When the Committee was first created, it possessed a list of nineteen names of those who belonged to the inner circle of Death Eaters, compliments of the late Severus Snape. The Order had not known that Snape was still on their side; after killing Dumbledore he'd gone into deep cover. Only at the moment of his death, when he turned on the Death Eaters to give Harry an opening to kill Voldemort, did anyone learn of his true loyalties. After his death, Snape's solicitor had delivered a sealed envelope containing the names of and information about many Death Eaters, including the nineteen in the inner circle. It had been invaluable in supplementing the Order's own information. When the Committee was founded, less than two weeks after the Final Battle, all of that combined information came to it.
The Committee had been Harry's life for the past five years. It was meant to be a branch of the Auror Bureau and yet when Harry was appointed its chief at the age of eighteen, he hadn't so much as gone through Auror training. No one had argued with his appointment-he was the savior of the wizarding world, after all-but few expected him to be up to the task, either. He'd proved them wrong; he'd been more than equal to it. Of the nineteen members of Voldemort's inner circle, only five remained at large for more than a year after the war. Amycus Carrow had been the only one to evade capture for more than two years, and he had only managed that by sequestering himself off in a Muggle insane asylum in Lancaster. Were it not for the fact that he was still in possession of his wand and enough of his wits to blow the place to pieces, should the urge arise, Harry would have been tempted to leave him there.
Carrow had been the last of the nineteen. There were other Death Eaters out there, of course, but most of them were doing their best to lie low and get on with their lives. There was a time when Harry would have sought out each one of them and ensured that they were punished for what they had done, but now . . .
The war had been over for five years, and everyone seemed to be moving on with their lives. Everyone but Harry. Okay, and Moody, but was that really who Harry wanted to turn into? Mad-Eye Moody?
Fighting Voldemort and the Death Eaters was all Harry had known ever since he was eleven. He couldn't imagine doing anything else. And yet the Amycus Carrow capture two years ago had marked something that Harry hadn't noticed at the time, or maybe he just hadn't wanted to: that the Committee had done what it was intended to do, that it had served its purpose.

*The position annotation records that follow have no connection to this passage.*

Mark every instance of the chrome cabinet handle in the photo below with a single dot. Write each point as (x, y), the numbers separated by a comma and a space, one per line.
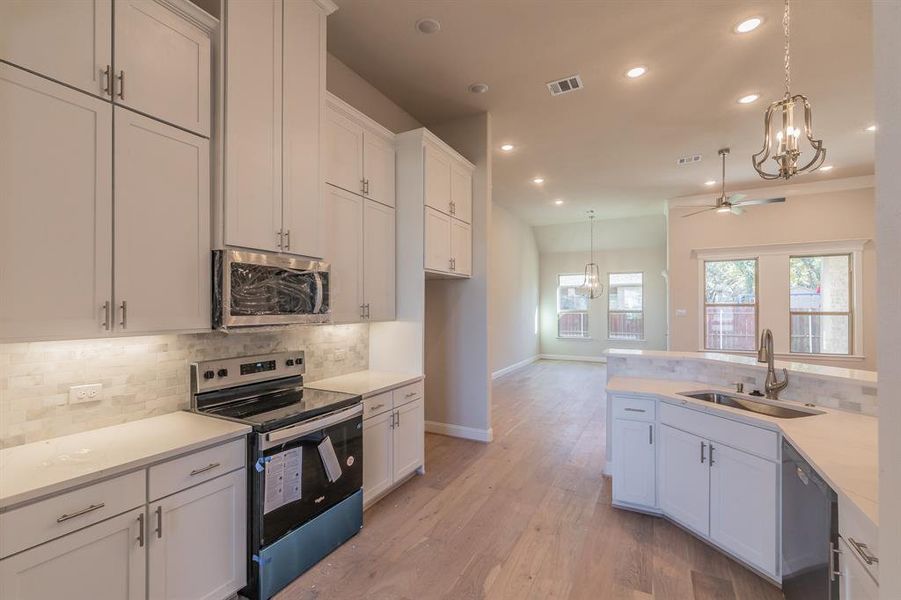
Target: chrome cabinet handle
(864, 551)
(106, 315)
(209, 467)
(141, 530)
(78, 513)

With the attack on Malfoy, the DUC would have to revoke its mandate to shut down the Committee. The results of the attack were about the best thing Harry could have hoped for: no one had died or been incurably injured and they'd captured all of the attackers. It would prove to the DUC that the Death Eaters were still dangerous.
But the DUC still didn't know the attack had happened. By keeping the news of the attack quiet, Ron and the rest of the Committee had opened up possibilities Harry hadn't considered before. He could see very clearly two futures laid out before him. In one future, he called for a press conference immediately and announced the news of the attack. The DUC revoked its mandate, the Committee became a permanent branch of the Auror Bureau and Harry remained its chief.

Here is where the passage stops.